To our UK kin: We feel you here in the US. We felt what you feel now after George W. Bush was re-elected in 2004. It’s a deep kind of grief, only it’s not just personal. It’s mourning for your community, your country and its place in the world, and the frustrating change you’re going to be watching in the future.
The Brexit vote looks a lot like someone shooting themselves in the foot. This time, the shooter is a whole country. London, a global financial center in large part because of the UK’s major player status in the EU, voted overwhelmingly for Remain; but it was “Little England” — outside of London — that shouted its approval to discontinue with the EU, voting ‘Leave’ by 52%.
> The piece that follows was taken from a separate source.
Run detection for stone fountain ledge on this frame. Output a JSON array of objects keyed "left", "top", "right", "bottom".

London as a global financial hub now looks at a future that’s clouded. Scotland will move towards a referendum on Independence (which narrowly lost two years ago) with plans to stay with the EU as its own nation; Northern Ireland aspires to join the rest of Ireland and remain in the EU as well.
Eighty percent of the electorate who supported “Leave” cited the increased wave of immigrants into the UK. The nativism of the “Leave” campaign, led by UK Independence Party (UKIP) Leader Nigel Farage, found a perfect climate in England and a perfect scapegoat in immigrants to gin up fear for (white) British-only economic security in the context of the EU’s sluggish austerity.
This nativism is downplayed in today’s victory lap by Farage and former London Mayor Boris Johnson. But it may be ridden all the way through to an inevitable period of instability of the European region. Things could get very wild — as in, a fascist’s wet dream. France’s Marine le Pen and America’s Donald Trump are drooling.
Austerity, as with any time of economic struggle, is a perfect breeding ground for right-wing movements to flower based on “frustration aggression” — acting out against a scapegoat, whom you blame for your lack of opportunity and compete against for diminishing resources. In the case of an overwhelmingly white UK, Muslim and Eastern European immigrants get the scapegoat role.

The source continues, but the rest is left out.